UK Law Gazette: News focus: Claims hurdles remain after landmark Covid case

The UK Law Society Gazette reports

In a landmark inquest ruling on the deaths of two nurses, a coroner cited for the first time the link between Covid and industrial disease. But lawyers are ruling out a flood of civil claims

The deaths of two nurses at the onset of the Covid-19 pandemic have been recorded as industrial disease – the first known case in which the link between the disease and the workplace has been formally recognised.

But lawyers warn that the landmark nature of the verdicts is not necessarily going to open the floodgates to more such verdicts – and that the prospect of bringing successful civil claims on behalf of victims who contracted the virus at work is still a distant one.

In a ruling last week, Graeme Hughes, the senior coroner for South Wales Central, said it was ‘more likely than not’ that Gareth Roberts and Dominga David were exposed to the Covid-19 virus while at work. He ruled that they died of industrial disease.

Hughes, sitting at Pontypridd, said: ‘On the balance of probabilities, exposure more likely happened at work and infection happened as a result of that exposure.’

Roberts, who worked at University Hospital of Wales in Cardiff, had contracted the virus and died in the early stages of the pandemic. His inquest had explored national guidance that was in force at the time in terms of infection prevention and control, cohorting of Covid-19 patients, PPE and risk assessments of employees.

The inquest heard that his family had concerns about whether he was properly risk-assessed, given that he was a 65-year-old man with Type 2 diabetes and therefore high-risk. There were also questions about the effectiveness of the protective equipment he was supplied with.

David, 63, was in good health and died from complications arising from Covid-19, the inquest heard.

Doughty Street’s Matthew Turner, who was instructed by the Royal College of Nursing to represent the family of Roberts, said this was a ‘hugely significant inquest’ which resulted in the first case in which Covid-19 contracted at the workplace was recognised as an industrial disease.

‘There were extensive legal submissions on the meaning of “industrial disease” and whether this was open to the coroner as a short-form conclusion,’ he said. ‘The family submitted that this was an available and appropriate conclusion, whereas the health board argued that such a ruling would be wrong in law.’

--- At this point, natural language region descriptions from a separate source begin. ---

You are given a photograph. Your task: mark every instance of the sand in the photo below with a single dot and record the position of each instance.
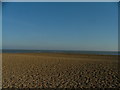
(49, 70)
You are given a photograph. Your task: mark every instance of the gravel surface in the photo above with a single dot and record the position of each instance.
(49, 71)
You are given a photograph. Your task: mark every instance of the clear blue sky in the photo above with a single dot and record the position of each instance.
(60, 26)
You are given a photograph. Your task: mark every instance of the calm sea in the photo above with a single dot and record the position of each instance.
(63, 51)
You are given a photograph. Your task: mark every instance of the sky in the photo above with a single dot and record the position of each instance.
(60, 26)
(0, 26)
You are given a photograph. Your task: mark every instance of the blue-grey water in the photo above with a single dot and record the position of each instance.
(63, 51)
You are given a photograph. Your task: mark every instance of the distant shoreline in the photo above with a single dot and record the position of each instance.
(64, 52)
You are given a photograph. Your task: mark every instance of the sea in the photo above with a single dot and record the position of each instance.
(63, 51)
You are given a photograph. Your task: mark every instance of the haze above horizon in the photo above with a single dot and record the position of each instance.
(60, 26)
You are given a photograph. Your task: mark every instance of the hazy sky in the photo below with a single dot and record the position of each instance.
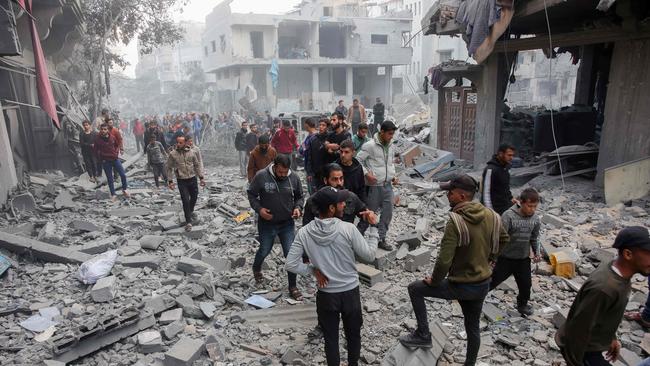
(198, 9)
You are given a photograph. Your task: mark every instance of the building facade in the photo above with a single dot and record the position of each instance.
(304, 60)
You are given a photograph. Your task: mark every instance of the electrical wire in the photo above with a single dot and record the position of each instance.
(550, 74)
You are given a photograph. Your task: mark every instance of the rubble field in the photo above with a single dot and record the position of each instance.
(177, 298)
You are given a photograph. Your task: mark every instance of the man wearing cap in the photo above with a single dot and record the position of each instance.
(472, 240)
(331, 245)
(261, 156)
(376, 156)
(597, 311)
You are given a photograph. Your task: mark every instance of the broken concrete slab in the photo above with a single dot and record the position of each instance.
(138, 261)
(104, 289)
(151, 241)
(189, 265)
(184, 352)
(45, 252)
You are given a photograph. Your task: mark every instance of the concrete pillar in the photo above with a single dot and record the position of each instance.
(8, 177)
(349, 81)
(491, 90)
(315, 82)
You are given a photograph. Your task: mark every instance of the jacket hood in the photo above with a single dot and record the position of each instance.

The board in both cases made the case that the deaths were from natural causes.

The question now is whether the verdicts will be first of many, and perhaps whether lawyers might be emboldened to bring civil cases on behalf of workers exposed to the virus.

The Health and Safety Executive estimates that 123,000 workers suffering from Covid-19 in 2021/22 believe they contracted it from exposure at work. A further 585,000 workers suffered from a work-related illness caused or made worse by the effects of coronavirus.

Ross Whalley, a partner with claimant firm Leigh Day, said the coroner’s ruling may have a limited impact as the issues of liability and causation are still such high hurdles.